We are not using cloud flare. But our domain is also not accessible. We are using digital ocean's DNS service for propagating our IP. Does the DigitalOcean's DNS service depend on Cloudflare service?
An SLA of 100% simply means you agree to compensate your customers (as specified, usually with credit) if your service is down at all, nothing more.
Also, SRE here but not for Cloudflare -- I've never seen SREs directly involved in externally published SLAs, they usually come from legal. We deal with SLOs on more fine grained SLIs than overall uptime
SRE - Site Reliability Engineer (a term Google came up with that's been adopted elsewhere) Google defined it approximately as what happens when you apply software engineering practices to what was traditionally an operations function.
SLO - Service Level Objective - the service level you strive for. If it's higher you have room for experimentation, etc.
SLI - Service Level Indicator - the actual metric(s) you use to measure a service level (latency, error rate, throughput, etc.)
SLA - correct. That’s the contract between the operator and the users which describes the penalties for not meeting agreed-upon SLO
SLO - service level objective, the stated availability (or latency or durability etc) of the service.
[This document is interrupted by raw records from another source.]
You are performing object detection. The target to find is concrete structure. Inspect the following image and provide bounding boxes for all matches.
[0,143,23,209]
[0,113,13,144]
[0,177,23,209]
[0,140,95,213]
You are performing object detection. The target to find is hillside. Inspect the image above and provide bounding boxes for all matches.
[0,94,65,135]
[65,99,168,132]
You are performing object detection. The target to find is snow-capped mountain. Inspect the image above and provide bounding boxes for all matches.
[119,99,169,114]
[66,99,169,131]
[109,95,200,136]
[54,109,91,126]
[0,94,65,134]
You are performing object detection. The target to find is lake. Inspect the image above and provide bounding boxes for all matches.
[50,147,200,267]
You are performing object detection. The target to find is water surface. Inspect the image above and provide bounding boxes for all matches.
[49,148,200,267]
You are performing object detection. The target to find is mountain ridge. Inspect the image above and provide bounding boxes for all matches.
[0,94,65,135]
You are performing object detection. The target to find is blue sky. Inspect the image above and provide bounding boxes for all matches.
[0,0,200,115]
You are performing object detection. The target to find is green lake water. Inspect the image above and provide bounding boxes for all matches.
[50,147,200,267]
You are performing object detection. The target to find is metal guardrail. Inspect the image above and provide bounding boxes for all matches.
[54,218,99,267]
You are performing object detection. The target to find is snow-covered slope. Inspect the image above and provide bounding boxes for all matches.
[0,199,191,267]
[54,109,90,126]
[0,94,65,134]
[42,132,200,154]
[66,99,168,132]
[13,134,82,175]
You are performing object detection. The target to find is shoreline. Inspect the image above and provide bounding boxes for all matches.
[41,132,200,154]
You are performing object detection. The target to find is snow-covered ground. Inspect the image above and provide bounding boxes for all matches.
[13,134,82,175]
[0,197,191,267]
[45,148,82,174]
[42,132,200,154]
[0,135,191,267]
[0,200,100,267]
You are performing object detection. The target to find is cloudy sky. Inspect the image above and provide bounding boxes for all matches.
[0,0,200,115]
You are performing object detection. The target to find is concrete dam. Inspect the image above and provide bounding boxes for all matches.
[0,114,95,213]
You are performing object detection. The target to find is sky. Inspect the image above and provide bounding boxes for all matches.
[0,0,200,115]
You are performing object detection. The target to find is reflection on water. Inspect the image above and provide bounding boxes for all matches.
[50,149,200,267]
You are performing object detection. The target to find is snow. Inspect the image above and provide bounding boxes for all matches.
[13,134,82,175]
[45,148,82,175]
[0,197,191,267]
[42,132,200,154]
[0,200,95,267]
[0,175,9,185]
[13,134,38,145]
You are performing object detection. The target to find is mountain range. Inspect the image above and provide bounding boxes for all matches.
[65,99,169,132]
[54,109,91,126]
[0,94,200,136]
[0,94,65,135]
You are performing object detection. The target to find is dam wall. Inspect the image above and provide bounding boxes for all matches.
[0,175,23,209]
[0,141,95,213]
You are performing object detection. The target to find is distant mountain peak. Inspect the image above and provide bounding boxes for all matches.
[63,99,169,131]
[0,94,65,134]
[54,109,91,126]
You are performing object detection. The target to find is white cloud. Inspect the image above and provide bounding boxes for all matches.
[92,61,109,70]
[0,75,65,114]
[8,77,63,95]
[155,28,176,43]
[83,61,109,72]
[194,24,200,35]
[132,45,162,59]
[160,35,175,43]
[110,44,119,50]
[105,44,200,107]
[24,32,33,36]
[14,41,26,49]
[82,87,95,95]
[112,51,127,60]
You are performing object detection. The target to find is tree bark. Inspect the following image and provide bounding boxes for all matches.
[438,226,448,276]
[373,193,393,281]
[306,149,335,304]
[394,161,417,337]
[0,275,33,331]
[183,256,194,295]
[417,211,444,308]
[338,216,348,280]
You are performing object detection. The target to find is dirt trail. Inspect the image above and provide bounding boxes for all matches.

Usually expressed as a value over a period of time (e.g 99.9% availability as measured over a moving 30 average). The SLO is measured by the SLI.
SLI - service level indicator. Simply, the direct measurement of the service (i.e metrics)
SRE - Site Reliability Engineer, usually a member of a team who is responsible for the continued availability of the service and the poor sap who gets paged when it breaches SLO or has an outage or other impactful event.
I'm not sure you and your parent understand what an SLA means. It's an agreement that, when broken, incurs a penalty.
They aren't saying they guarantee 100% uptime. They're saying they'll pay you for any downtime. It's literally the 3rd paragraph:
> 1.2 Penalties. If the Service fails to meet the above service level, the Customer will receive a credit equal to the result of the Service Credit calculation in Section 6 of this SLA.
(Most people I know consider them meaningless marketing BS that's really just meant to trick people or satisfy some make-work checkbox)
> Cloudflare ("Company") commits to provide a level of service for Business Customers demonstrating: [...] 100% Uptime. The Service will serve Customer Content 100% of the time without qualification.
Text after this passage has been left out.